Mike’s comment: Origin tales usually suck. This one doesn’t. Easily the best Doctor Who story featuring the Daleks, not to mention the most thought provoking. And Michael Wisher’s portrayal of Davros is sheer brilliance – he’s more cold, calculating and ruthless than his Dalek progeny, and his performance is much more nuanced than later OTT portrayals of the character by other actors would be.
Mike’s #1. The Caves of Androzani
It’s a story where the Doctor doesn’t save the universe, or even a planet. Instead, it’s simply about the Doctor and Peri being in the wrong place at the wrong time – landing in the middle of a “pathetic little local war” between ruthless mercenaries and a fanatical rebel leader – and the lengths that the Doctor will go to in order to save his friend, no matter what the cost. It’s the Doctor at his bravest, and his most heroic, and it absolutely deserves its reputation as the best Doctor Who story of all time.
Ken’s comment: It’s fantastic. And I’ll correct you on one point in a way that makes this story better still: Peri isn’t even the Doctor’s friend! They’d just met a short time earlier (I’m not counting the dozens of Big Finish audios that’d fill the gap years later). He needs to rescue Peri because he’s responsible for her. That makes his actions and desperation even greater. And that brings us to…

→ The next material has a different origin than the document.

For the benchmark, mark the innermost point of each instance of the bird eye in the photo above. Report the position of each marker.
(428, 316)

Ken’s #1. The Caves of Androzani
It deserves all the praise. The cinematic direction by Graeme Harper was unlike anything the series had ever done, full of tension, undercurrents, and dissolves, with shockingly effective breaking of TV’s Fourth Wall at times. The guest characters are so complex and so well acted that you feel that you could happily watch a miniseries starring any of them. The Doctor is dying from the first minute, it’s Davison’s last story, yet you still don’t know what’s going to happen. “Is this death?”
Mike’s comment: No surprise that I 100% agree with this. Everything’s clicking on all cylinders with this story – it’s easily Robert Holmes’ best story, and he’d already written some great ones; Graeme Harper’s direction is surprisingly modern and appropriately moody; and Davison gives everything he has and then some in his final appearance. A must-watch of the Classic series.
What do you think? Agree? Disagree? Incensed that there’s no love for “The King’s Demons” or “Timelash”? What are YOUR Top 5 of Classic Who? Leave your reply and let’s do some Time Lord Wrestling.
-Ken & Mike
Well done! Nice to see the inaugural post be classic Who!
Interestingly enough, I always found the Caves of Androzani to be the overrated one. I do like the horror episodes the most such as “Pyramids of Mars”, “Seeds of Doom” or “Talons of Weng-Chiang” along with others such as “The Daemons” and “Curse of Fenric”. I’m a huge horror fan, so I lean towards the Fourth Doctor stories more.
I have all the Doctor Who DVDs so far on the shelf both old and new. However, when I’m feeling nostalgic, I tend to reach for the old Doctor Who shows more often.